German pharmaceutical company Boehringer Ingelheim has reported that its experimental obesity drug, survodutide, significantly reduced visceral abdominal fat and liver fat while largely preserving lean body mass in a late-stage clinical study. The data strengthens the company’s argument that the drug offers meaningful health benefits beyond overall weight loss percentage a distinction that analysts have identified as critical for commercial success in an increasingly competitive obesity drug market.
Survodutide, an injectable drug licensed from Denmark’s Zealand Pharma in 2011, works by mimicking two proteins GLP-1 and glucagon to produce a sense of fullness. Its weight-loss trial results, announced in April, showed that patients lost an average of 16.6% of their body weight over 76 weeks. The newly released analysis, drawn from patients who had MRI measurements taken at both the start and the end of the 76-week trial, showed that survodutide reduced harmful abdominal fat by up to 34% and liver fat by up to 63.1% from baseline. Notably, lean mass accounted for no more than 10.8% of the total change in body composition at the highest dose of 6 milligrams, indicating that the weight loss was driven predominantly by fat reduction rather than muscle loss.
Analysts had previously noted that survodutide’s overall weight-loss numbers were broadly comparable to existing GLP-1 injections from Novo Nordisk and Eli Lilly, and fell below some newer rivals still in development. They stressed that Boehringer would need to differentiate the drug on other clinical dimensions. The detailed data on survodutide fat loss distribution and lean mass preservation are now central to that differentiation, alongside the drug’s tolerability profile and patient retention rates. “We believe survodutide will become an important new option at the intersection of obesity and liver disease, two conditions that are deeply connected but rarely addressed together,” said Shashank Deshpande, who leads Boehringer Ingelheim’s human medicines business. Under the licensing arrangement, Zealand Pharma holds the right to receive royalty payments on global revenue generated by the drug.
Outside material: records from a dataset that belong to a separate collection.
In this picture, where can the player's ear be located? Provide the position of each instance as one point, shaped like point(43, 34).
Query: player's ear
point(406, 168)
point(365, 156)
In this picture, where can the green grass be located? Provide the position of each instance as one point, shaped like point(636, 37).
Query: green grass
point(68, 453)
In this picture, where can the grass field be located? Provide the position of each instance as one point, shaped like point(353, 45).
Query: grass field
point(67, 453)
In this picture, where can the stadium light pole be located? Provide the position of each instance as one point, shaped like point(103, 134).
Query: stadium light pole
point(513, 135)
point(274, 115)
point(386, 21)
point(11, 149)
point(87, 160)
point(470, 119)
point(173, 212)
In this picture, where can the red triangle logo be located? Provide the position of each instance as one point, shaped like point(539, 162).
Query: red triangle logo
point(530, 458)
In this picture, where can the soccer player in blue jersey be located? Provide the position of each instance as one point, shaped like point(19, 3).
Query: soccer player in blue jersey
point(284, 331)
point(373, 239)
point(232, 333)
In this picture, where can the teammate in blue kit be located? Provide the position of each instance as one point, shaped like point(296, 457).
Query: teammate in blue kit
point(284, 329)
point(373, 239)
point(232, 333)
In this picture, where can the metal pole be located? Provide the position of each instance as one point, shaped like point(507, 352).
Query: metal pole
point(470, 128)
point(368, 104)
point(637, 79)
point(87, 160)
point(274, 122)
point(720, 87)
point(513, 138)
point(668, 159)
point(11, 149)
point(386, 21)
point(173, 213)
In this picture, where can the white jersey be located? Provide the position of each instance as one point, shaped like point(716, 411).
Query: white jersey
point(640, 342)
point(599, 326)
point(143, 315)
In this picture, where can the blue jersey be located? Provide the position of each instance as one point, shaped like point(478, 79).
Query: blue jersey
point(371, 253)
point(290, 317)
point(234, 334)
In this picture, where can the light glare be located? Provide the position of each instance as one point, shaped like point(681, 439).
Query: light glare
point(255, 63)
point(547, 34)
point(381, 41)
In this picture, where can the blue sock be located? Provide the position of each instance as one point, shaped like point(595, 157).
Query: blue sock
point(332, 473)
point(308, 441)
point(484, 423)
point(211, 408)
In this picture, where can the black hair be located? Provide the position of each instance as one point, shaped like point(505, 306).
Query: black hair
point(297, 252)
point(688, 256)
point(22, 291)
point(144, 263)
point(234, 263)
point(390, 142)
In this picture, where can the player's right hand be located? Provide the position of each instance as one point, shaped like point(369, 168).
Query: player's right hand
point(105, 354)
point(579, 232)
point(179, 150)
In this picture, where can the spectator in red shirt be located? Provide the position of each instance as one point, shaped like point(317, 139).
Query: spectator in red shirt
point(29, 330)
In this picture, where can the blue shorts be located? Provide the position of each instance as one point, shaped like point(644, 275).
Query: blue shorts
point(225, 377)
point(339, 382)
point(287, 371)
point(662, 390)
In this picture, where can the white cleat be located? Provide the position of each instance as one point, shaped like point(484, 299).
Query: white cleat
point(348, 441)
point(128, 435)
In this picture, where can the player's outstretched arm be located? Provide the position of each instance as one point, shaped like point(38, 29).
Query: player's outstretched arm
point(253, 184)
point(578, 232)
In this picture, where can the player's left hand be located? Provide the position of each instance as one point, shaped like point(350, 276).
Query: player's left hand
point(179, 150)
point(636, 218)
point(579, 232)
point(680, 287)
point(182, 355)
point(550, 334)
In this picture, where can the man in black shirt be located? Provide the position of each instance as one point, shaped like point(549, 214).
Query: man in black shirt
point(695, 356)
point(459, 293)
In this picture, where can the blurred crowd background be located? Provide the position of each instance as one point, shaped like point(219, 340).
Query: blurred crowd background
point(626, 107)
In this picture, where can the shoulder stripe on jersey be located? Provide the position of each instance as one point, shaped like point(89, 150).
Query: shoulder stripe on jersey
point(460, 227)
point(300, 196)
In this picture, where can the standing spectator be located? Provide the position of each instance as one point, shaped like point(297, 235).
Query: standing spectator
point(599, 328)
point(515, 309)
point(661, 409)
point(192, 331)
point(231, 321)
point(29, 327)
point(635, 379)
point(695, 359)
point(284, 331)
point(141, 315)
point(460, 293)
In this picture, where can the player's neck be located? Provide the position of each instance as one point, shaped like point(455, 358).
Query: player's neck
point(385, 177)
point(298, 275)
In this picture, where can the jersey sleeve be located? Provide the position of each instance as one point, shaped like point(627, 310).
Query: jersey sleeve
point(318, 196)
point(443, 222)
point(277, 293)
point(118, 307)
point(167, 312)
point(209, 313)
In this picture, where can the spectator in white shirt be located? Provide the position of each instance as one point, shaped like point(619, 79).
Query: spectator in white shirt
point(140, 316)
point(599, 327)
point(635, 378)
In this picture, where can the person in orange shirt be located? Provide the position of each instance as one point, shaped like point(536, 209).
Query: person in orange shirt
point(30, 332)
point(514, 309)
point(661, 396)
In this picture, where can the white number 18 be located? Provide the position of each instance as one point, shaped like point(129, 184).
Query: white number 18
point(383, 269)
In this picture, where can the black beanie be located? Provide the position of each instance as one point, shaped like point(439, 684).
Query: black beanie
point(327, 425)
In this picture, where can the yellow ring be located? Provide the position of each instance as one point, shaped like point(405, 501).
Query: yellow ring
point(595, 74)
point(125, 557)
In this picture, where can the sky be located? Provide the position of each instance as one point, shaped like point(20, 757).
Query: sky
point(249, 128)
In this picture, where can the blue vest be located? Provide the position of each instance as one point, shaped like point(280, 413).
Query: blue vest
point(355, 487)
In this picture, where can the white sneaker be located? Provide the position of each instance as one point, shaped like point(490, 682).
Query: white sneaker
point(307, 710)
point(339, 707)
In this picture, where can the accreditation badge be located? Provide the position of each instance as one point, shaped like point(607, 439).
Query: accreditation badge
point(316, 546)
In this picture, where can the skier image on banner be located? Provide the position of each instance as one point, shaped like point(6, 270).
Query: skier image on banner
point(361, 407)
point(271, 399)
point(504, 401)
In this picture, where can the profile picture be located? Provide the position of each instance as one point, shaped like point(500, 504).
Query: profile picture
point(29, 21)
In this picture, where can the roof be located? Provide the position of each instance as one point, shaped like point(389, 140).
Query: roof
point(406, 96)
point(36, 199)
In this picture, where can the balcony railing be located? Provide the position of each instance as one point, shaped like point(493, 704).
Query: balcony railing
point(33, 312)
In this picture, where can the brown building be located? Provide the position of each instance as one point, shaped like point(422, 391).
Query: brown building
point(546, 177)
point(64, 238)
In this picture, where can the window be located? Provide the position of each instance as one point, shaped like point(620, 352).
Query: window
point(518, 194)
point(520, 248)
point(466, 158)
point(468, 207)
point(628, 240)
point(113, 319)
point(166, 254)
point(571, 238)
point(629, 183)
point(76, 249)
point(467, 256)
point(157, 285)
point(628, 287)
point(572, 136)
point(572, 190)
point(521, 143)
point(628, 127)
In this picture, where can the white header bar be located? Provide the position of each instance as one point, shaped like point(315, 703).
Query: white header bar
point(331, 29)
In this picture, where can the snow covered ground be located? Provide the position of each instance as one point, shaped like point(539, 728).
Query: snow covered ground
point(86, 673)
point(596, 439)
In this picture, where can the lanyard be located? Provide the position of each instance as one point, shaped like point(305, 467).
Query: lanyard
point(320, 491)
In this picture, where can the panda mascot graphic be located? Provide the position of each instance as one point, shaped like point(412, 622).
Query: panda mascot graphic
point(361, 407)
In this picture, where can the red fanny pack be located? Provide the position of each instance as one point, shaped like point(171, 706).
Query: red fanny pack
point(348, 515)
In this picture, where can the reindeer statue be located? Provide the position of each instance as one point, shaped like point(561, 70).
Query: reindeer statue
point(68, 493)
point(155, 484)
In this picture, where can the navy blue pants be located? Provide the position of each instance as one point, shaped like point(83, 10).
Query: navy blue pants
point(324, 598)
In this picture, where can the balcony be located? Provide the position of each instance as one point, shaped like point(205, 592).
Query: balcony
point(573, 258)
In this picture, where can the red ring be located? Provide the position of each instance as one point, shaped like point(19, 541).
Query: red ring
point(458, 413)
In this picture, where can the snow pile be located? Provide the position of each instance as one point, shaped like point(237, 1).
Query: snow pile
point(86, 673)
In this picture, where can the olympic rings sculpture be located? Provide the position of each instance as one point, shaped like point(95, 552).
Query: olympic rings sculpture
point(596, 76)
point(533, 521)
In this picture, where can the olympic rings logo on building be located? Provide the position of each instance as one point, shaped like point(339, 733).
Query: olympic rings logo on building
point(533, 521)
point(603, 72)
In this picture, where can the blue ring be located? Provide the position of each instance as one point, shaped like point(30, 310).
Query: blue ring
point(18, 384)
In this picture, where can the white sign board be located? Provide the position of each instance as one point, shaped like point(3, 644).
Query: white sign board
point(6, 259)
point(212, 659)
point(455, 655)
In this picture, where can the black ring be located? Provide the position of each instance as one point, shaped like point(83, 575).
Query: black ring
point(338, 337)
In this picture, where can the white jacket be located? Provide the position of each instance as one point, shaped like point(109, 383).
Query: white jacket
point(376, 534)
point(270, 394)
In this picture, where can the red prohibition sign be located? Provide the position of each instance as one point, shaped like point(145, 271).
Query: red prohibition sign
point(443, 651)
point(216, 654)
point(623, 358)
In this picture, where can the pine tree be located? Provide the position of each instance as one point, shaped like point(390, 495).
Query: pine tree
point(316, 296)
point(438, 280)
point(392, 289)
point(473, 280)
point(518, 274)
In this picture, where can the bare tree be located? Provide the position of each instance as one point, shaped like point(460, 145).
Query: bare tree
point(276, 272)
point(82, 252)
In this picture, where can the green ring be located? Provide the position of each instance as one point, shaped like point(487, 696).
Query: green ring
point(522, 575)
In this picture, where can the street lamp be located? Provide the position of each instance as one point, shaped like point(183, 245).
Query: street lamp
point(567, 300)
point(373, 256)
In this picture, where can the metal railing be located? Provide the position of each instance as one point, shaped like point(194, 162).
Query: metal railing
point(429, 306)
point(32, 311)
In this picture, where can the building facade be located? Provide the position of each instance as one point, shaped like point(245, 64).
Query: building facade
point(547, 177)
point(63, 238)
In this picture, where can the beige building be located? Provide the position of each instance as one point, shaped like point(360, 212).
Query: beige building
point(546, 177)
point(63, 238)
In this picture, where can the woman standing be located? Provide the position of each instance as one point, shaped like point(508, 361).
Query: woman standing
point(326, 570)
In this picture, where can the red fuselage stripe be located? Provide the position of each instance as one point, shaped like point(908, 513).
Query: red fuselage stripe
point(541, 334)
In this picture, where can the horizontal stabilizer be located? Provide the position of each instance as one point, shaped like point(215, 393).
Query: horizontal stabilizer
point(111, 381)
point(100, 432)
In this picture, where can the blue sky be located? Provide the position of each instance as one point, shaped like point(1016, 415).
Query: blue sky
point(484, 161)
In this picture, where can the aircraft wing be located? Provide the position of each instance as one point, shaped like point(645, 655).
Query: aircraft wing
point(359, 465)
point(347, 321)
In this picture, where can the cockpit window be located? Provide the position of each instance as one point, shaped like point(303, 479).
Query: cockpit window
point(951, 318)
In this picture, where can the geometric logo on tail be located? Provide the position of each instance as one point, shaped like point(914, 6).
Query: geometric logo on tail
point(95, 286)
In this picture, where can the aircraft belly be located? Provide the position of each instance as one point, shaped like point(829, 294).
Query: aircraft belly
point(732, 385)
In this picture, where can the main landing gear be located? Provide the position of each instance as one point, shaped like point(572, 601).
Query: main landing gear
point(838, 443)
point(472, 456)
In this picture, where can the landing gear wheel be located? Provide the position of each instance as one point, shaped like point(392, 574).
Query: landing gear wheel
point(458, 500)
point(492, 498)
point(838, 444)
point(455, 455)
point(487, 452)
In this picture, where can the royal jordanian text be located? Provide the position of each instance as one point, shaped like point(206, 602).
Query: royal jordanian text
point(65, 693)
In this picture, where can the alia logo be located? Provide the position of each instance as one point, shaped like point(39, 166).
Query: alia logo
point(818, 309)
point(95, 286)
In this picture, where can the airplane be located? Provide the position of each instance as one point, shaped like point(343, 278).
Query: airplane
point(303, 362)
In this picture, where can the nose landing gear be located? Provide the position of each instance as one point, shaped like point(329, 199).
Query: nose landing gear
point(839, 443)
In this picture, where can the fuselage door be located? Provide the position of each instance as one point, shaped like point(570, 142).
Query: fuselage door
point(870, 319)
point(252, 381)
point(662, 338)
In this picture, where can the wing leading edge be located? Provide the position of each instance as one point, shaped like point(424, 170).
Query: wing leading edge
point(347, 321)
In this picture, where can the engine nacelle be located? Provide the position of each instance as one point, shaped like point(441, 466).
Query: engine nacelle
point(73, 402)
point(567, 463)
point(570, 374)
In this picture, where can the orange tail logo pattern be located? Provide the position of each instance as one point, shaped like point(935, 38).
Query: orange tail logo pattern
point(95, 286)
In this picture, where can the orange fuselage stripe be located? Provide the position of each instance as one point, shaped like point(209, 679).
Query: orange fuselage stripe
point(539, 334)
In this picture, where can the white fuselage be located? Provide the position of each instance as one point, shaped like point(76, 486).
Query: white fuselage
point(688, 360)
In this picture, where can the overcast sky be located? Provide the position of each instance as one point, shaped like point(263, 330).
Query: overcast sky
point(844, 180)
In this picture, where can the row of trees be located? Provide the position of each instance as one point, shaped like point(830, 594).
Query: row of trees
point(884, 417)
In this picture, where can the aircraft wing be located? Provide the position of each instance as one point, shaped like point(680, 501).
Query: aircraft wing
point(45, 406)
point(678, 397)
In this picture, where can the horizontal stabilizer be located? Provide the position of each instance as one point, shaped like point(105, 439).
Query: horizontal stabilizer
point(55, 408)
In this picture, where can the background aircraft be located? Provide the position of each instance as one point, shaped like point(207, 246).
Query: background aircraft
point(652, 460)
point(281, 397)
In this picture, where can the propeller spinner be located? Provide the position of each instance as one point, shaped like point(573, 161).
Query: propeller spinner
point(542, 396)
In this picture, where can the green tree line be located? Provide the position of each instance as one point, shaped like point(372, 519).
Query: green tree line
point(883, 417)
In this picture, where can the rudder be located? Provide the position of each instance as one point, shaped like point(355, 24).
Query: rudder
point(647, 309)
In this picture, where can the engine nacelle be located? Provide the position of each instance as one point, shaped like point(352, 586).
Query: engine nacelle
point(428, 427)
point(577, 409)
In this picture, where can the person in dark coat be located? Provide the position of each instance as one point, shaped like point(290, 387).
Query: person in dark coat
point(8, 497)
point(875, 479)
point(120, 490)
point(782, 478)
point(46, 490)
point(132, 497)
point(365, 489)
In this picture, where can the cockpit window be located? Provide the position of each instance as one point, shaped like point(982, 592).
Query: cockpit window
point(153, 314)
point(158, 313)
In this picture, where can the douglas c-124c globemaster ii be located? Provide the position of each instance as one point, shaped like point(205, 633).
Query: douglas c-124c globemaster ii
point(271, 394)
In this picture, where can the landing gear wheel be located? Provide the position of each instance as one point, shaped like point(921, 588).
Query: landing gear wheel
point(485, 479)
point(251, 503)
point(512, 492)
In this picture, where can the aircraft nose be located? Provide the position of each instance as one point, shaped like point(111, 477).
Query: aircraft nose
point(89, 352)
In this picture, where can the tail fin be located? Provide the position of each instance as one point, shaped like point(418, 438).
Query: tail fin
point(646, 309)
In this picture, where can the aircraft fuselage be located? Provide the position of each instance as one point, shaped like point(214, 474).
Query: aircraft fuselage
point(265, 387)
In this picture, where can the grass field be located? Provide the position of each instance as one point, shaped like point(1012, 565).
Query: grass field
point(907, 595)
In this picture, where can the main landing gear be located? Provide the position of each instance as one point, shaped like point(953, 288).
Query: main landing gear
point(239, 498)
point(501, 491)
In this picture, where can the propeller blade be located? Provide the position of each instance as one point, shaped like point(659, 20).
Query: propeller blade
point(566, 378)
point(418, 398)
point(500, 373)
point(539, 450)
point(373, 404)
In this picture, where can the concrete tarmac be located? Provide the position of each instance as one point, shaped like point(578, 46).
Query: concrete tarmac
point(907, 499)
In a separate late-stage study involving overweight or obese patients with a fatty liver disease known as MASLD, survodutide met both of its primary endpoints. After 48 weeks of treatment, up to 84.2% of patients receiving the drug achieved a liver fat reduction of at least 30%, compared to 24.3% among those on placebo. Patients on survodutide also lost up to 12.2% of their body weight, versus just 1% for the placebo group. In 61% of patients, the drug achieved liver fat normalization defined as a liver fat content below 5% compared with only 5.7% on placebo. Survodutide is additionally being evaluated in further late-stage studies involving patients with fatty liver disease and fibrosis. U.S. biotech Altimmune is also developing a compound targeting both GLP-1 and glucagon, placing it in a similar therapeutic space as survodutide.